There are many parenting styles that have become popular over the years. One that comes to hime, and makes your child the center of your universe, is attachment parenting (AP.) Although people have been parenting for centuries without the help of designated styles, you may not want to jump into the parenting thing blindly. So, in researching this particular parenting style, you may have a few questions like what is attachment parenting and how attachment parenting affects kids later in life.
According to Web MD, attachment parenting is hyper-focused on the nurturing connection that parents can develop with their children. Honing in on this bond is touted by advocates as the ideal way to raise secure, independent, and empathetic children. Some of the key tenants of AP include breastfeeding on the baby's cue, bed-sharing, and continuous and constant baby wearing.

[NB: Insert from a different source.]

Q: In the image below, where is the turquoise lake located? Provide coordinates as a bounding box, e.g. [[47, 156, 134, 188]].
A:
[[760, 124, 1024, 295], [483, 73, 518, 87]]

One of the biggest supporters and promoters of this parenting style is Dr. William Sears who, in his literature, has made claims that attachment parenting has long standing benefits that are seen well into adulthood. In researching the topic there seemed to be a real lack of modern, solid evidence that backs up the attachment parenting claims specifically, as attachment parenting itself hasn't been under the microscope since Psychologist Mary Ainsworth did her well-known assessment called the Strange Situation Classification (SSC) in 1969. According to Simply Psychology, the SSC assessment investigated how attachments can vary among children. Given the date of the study you can't really use it to back up claims, but looking to other studies that have research goals loosely related to the topic at hand, you can get an idea of what the impact might be on these children as they get older.